Когда Хью уже собирался уходить, Борис Казарин сказал: «Позвони Виктору, он покопается в моих мюнхенских записных книжках, там есть координаты Генриха Аммона, может, пригодятся тебе». Хью вежливо поблагодарил. Юю была делано весела и приветлива, но когда детективы собрались уходить, она не задержала Хью ни разговором и ни поцелуем, просто вежливо с ними попрощалась.
Хью, придя домой, на удивление самому себе, не раскис от выпитого полусладкого вина и не был морально подавлен почти равнодушным поведением Юджины, его мысли сосредоточились на новом деле. Барбер пробормотал: «В одну повозку впрячь не можно…» и достал блокнот. С полчаса он чертил кружочки, стрелочки и одному ему ведомые ломаные линии. Потом написал крупными буквами Римини и Рамзау, соединив их стрелочками. Затем, не желая терять время, он позвонил Марлене Бернаскони, чей телефон он нашел в папке Кристин Белли.
– Боже, как мне надоели эти репортеры! – возмущенно вскрикнул женский голос на том конце провода.
– О, прошу вас, не кладите трубку. Я не репортер, я художник. Меня зовут Хью Барбер.
– Я не желаю никаких портретов, не нуждаюсь в них! – запротестовала женщина, но трубку не повесила.
– Нет, я не собираюсь навязывать вам свои услуги, я хочу поговорить о картине, обладателем которой был ваш покойный дядя.
– Она стоит приличных денег? – заинтересованно спросила женщина.
– Я бы все рассказал вам при встрече.
– Хорошо, – помолчала дамочка на той стороне телефонного провода. —приезжайте.
– О, я из Мюнхена, – соврал Барбер, —быстро не приеду, но если вы мне назначите дату встречи, поверьте, я вас не разочарую.
– Вы точно знаете, что картина стоит приличных денег? У дяди только одна осталось в квартире.
– Да, совершенно точно.
– Мне просто предлагали уже деньги за картину «Зимние узоры», но только я не нашла ее среди вещей дяди, – разочарованно протянула дамочка.
– Я уверен, что у вашего дяди Анри был превосходный вкус, и у него есть такие предметы искусства, которые могли бы вам принести доход.
– По крайней мере, покрыть расходы на похороны и все мои издержки, – всхлипнула дамочка и назвала дату встречи и адрес.

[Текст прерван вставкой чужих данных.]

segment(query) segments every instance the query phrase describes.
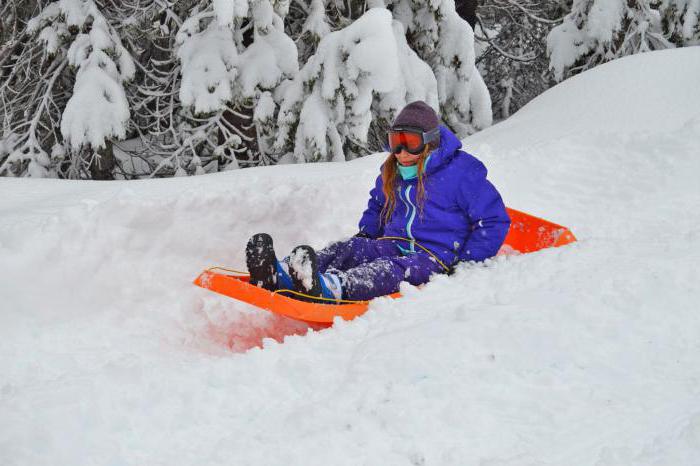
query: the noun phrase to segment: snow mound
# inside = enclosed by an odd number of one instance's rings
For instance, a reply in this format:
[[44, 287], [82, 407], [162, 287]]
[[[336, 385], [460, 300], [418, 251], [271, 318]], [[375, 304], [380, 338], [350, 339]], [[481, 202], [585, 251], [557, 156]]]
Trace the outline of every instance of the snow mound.
[[0, 464], [697, 464], [697, 70], [613, 62], [465, 141], [578, 243], [304, 336], [191, 280], [260, 231], [280, 254], [353, 234], [381, 154], [0, 179]]

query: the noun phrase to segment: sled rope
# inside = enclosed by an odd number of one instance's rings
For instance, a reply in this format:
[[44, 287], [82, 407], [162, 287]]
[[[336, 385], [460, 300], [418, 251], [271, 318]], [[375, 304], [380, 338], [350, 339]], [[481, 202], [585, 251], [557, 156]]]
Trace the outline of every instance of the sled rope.
[[207, 272], [211, 272], [212, 270], [223, 270], [224, 272], [237, 273], [238, 275], [243, 275], [244, 277], [247, 277], [250, 275], [248, 272], [241, 272], [240, 270], [227, 269], [226, 267], [219, 267], [219, 266], [209, 267], [207, 269]]
[[381, 238], [377, 238], [377, 240], [401, 240], [401, 241], [408, 241], [410, 243], [413, 243], [416, 246], [418, 246], [419, 248], [421, 248], [423, 251], [427, 252], [430, 257], [435, 259], [435, 262], [440, 264], [440, 266], [442, 266], [442, 268], [445, 269], [446, 273], [448, 273], [448, 274], [450, 273], [450, 268], [448, 266], [446, 266], [440, 259], [438, 259], [438, 257], [435, 254], [433, 254], [433, 251], [426, 248], [425, 246], [423, 246], [422, 244], [420, 244], [418, 241], [416, 241], [414, 239], [402, 238], [400, 236], [382, 236]]
[[301, 296], [304, 298], [309, 298], [313, 299], [314, 301], [330, 301], [332, 303], [337, 303], [337, 304], [367, 304], [369, 301], [353, 301], [351, 299], [335, 299], [335, 298], [324, 298], [323, 296], [311, 296], [305, 293], [300, 293], [298, 291], [294, 290], [275, 290], [272, 292], [272, 294], [278, 294], [278, 293], [290, 293], [295, 296]]
[[[438, 257], [437, 257], [430, 249], [426, 248], [425, 246], [423, 246], [422, 244], [420, 244], [420, 243], [419, 243], [418, 241], [416, 241], [416, 240], [412, 240], [412, 239], [410, 239], [410, 238], [404, 238], [404, 237], [401, 237], [401, 236], [382, 236], [382, 237], [376, 238], [376, 239], [377, 239], [378, 241], [379, 241], [379, 240], [385, 240], [385, 241], [399, 240], [399, 241], [409, 241], [409, 242], [412, 242], [413, 244], [415, 244], [416, 246], [418, 246], [419, 248], [421, 248], [423, 251], [425, 251], [426, 253], [428, 253], [428, 255], [429, 255], [430, 257], [432, 257], [432, 258], [435, 260], [435, 262], [437, 262], [438, 264], [440, 264], [440, 266], [441, 266], [443, 269], [445, 269], [445, 272], [447, 272], [447, 273], [450, 272], [450, 268], [447, 267], [440, 259], [438, 259]], [[243, 272], [243, 271], [236, 270], [236, 269], [230, 269], [230, 268], [227, 268], [227, 267], [215, 266], [215, 267], [210, 267], [210, 268], [207, 269], [207, 271], [213, 271], [213, 270], [223, 270], [224, 272], [235, 273], [235, 274], [238, 274], [238, 275], [241, 275], [241, 276], [244, 276], [244, 277], [250, 276], [250, 274], [247, 273], [247, 272]], [[308, 294], [305, 294], [305, 293], [301, 293], [301, 292], [295, 291], [295, 290], [274, 290], [274, 291], [272, 292], [272, 294], [280, 294], [280, 293], [289, 293], [289, 294], [292, 294], [292, 295], [294, 295], [294, 296], [299, 296], [299, 297], [302, 297], [302, 298], [308, 298], [308, 299], [311, 299], [311, 300], [314, 300], [314, 301], [326, 301], [326, 302], [332, 302], [332, 303], [336, 303], [336, 304], [367, 304], [367, 303], [369, 303], [369, 301], [354, 301], [354, 300], [351, 300], [351, 299], [335, 299], [335, 298], [324, 298], [323, 296], [311, 296], [311, 295], [308, 295]]]

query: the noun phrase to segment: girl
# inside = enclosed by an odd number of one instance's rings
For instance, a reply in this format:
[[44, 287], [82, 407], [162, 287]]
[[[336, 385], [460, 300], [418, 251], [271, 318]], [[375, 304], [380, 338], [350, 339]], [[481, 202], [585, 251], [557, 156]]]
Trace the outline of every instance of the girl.
[[296, 247], [279, 262], [272, 238], [253, 236], [246, 248], [250, 283], [306, 296], [369, 300], [399, 284], [427, 282], [460, 261], [494, 256], [510, 219], [486, 168], [460, 150], [426, 103], [399, 113], [388, 134], [389, 157], [360, 220], [360, 231], [314, 251]]

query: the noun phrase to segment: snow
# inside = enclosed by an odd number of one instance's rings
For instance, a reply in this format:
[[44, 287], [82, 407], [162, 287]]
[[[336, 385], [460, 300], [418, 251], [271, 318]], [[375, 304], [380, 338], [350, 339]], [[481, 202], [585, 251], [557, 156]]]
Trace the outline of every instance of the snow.
[[578, 243], [306, 335], [191, 281], [254, 233], [354, 234], [382, 154], [0, 179], [0, 464], [698, 464], [698, 72], [692, 48], [616, 60], [465, 140]]

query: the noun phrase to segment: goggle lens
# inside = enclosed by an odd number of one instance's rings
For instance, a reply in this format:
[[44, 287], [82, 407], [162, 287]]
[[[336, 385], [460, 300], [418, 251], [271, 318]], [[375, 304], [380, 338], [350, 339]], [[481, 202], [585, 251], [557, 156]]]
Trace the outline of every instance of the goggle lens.
[[389, 131], [389, 148], [393, 153], [401, 152], [401, 148], [414, 154], [420, 153], [423, 150], [423, 136], [408, 131]]

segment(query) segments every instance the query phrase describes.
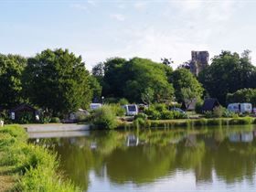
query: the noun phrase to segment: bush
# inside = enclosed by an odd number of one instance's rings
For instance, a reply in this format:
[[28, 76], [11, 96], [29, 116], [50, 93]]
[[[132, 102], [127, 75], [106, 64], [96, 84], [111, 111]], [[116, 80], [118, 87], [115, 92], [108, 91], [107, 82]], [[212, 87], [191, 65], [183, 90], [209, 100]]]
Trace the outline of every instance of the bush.
[[213, 109], [213, 116], [214, 117], [222, 117], [225, 110], [226, 109], [222, 106], [215, 107]]
[[133, 121], [133, 125], [135, 128], [144, 127], [145, 126], [145, 121], [143, 118], [137, 118]]
[[108, 105], [95, 110], [91, 119], [93, 125], [98, 128], [113, 129], [117, 126], [115, 112]]
[[118, 101], [118, 103], [119, 103], [120, 105], [125, 105], [125, 104], [129, 104], [129, 101], [128, 101], [128, 100], [126, 100], [125, 98], [122, 98], [122, 99], [120, 99], [120, 100]]
[[119, 104], [110, 104], [112, 111], [115, 113], [116, 116], [124, 116], [125, 110], [121, 107]]
[[170, 112], [170, 111], [165, 110], [162, 112], [161, 119], [163, 119], [163, 120], [172, 120], [174, 118], [175, 118], [174, 112]]
[[144, 112], [139, 112], [137, 115], [134, 116], [134, 119], [141, 118], [143, 120], [147, 120], [147, 115]]
[[197, 101], [196, 106], [195, 106], [195, 112], [198, 114], [201, 114], [202, 106], [203, 106], [203, 102], [201, 101]]
[[50, 123], [60, 123], [60, 120], [59, 117], [52, 117]]
[[19, 116], [18, 116], [16, 122], [21, 124], [26, 124], [26, 123], [35, 123], [35, 120], [36, 119], [32, 112], [23, 112], [19, 113]]
[[214, 117], [212, 112], [210, 112], [210, 111], [205, 112], [204, 114], [205, 114], [206, 118], [213, 118]]

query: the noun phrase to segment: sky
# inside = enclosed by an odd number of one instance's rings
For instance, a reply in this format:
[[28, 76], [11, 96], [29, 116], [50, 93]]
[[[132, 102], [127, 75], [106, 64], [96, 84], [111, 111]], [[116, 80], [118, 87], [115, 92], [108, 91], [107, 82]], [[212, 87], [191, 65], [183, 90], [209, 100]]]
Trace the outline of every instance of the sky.
[[191, 50], [251, 50], [256, 0], [0, 0], [0, 53], [33, 57], [46, 48], [81, 55], [88, 69], [108, 58], [171, 58]]

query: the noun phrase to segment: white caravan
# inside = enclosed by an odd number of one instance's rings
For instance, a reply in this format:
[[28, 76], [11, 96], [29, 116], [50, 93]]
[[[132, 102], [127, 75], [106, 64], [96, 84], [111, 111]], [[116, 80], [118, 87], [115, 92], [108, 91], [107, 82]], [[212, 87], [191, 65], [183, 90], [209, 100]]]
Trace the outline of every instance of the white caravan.
[[229, 103], [228, 105], [228, 110], [233, 112], [240, 112], [240, 113], [245, 113], [249, 112], [251, 113], [252, 112], [252, 105], [251, 103], [243, 102], [243, 103]]
[[91, 110], [97, 110], [102, 106], [101, 103], [91, 103], [90, 104], [90, 109]]
[[123, 108], [127, 116], [134, 116], [138, 114], [138, 107], [135, 104], [126, 104]]

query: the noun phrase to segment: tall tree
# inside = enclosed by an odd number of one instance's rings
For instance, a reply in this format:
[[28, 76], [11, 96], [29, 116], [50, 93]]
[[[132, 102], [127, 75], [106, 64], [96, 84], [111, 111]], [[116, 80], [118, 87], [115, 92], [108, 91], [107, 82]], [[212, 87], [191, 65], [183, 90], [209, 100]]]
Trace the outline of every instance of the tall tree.
[[170, 81], [174, 85], [176, 99], [179, 102], [187, 102], [202, 97], [203, 87], [189, 69], [184, 68], [176, 69]]
[[[238, 53], [222, 51], [215, 56], [211, 65], [199, 74], [199, 81], [211, 97], [218, 98], [222, 105], [226, 104], [229, 92], [243, 88], [254, 88], [256, 69], [251, 64], [250, 51], [241, 57]], [[255, 79], [255, 78], [254, 78]]]
[[64, 114], [91, 101], [88, 78], [81, 57], [68, 49], [47, 49], [28, 59], [24, 88], [33, 103], [55, 115]]
[[21, 79], [26, 65], [21, 56], [0, 54], [0, 107], [10, 109], [23, 101]]

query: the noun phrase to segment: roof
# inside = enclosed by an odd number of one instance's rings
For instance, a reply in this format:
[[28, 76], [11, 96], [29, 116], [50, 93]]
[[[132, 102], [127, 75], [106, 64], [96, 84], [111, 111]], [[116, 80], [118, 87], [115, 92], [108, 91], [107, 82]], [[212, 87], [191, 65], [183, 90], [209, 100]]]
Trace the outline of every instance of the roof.
[[37, 111], [34, 107], [32, 107], [32, 106], [30, 106], [27, 103], [22, 103], [20, 105], [17, 105], [17, 106], [14, 107], [13, 109], [11, 109], [10, 112], [18, 112], [18, 111], [23, 111], [25, 109], [29, 110], [29, 111], [34, 111], [34, 112]]
[[219, 105], [219, 102], [216, 98], [208, 98], [205, 100], [204, 104], [202, 106], [202, 111], [203, 112], [212, 111], [214, 107]]

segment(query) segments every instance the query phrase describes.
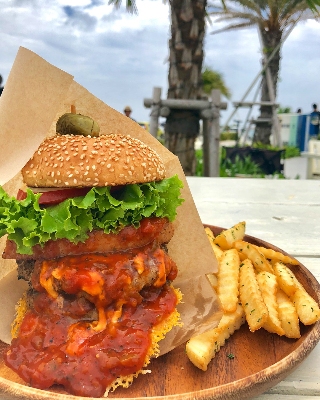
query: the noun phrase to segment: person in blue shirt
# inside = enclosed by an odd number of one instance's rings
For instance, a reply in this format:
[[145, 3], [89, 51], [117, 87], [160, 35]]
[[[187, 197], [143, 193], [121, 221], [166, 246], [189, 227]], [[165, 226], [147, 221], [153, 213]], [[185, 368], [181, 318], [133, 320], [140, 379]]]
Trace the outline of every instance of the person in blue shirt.
[[320, 123], [320, 112], [317, 110], [317, 105], [312, 104], [313, 111], [310, 114], [310, 131], [309, 136], [310, 139], [318, 139], [319, 134], [319, 125]]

Хью был доволен разговором, но для начала он решил полететь в Рамзау и тут же забронировал себе билет по телефону.
Глава 2. Рамзау
Осень в Рамзау еще не привлекла толпы туристов, лыжников и завсегдатаев высокогорных трасс. Сентябрь только начинался, округа была пуста, если не считать нескольких групп пожилых туристов, которые просто осматривали красоты и катались на фуникулерах.
Рамзау вызывал у Хью самые противоречивые чувства. В в этом милом курортном местечке закончилась самая странная история в его карьере детектива, там родились и его надежды построить жизнь с Юю. Там была нора Юю и Бориса Казарина, в которой они много лет проводили свободное время, и в которую не вернулись ни разу после неудачного покушения на Юю. Хью хранил ключ от усадьбы, и потому он мог попасть в нее без труда, но там и без этого Барбера всегда ждали. Домик Бориса содержался в чистоте, там круглый год жила Галина Белякова, которая была и прислугой, и кухаркой для гостей. Это раньше Рамзау встречал всех русских эмигрантов, и дом был полной чашей. Теперь же, после того, как Борис пересел из автомобиля в инвалидную коляску, желающих приехать к нему в гости практически не осталось. Изредка – набеги Шиловых или случайных знакомых.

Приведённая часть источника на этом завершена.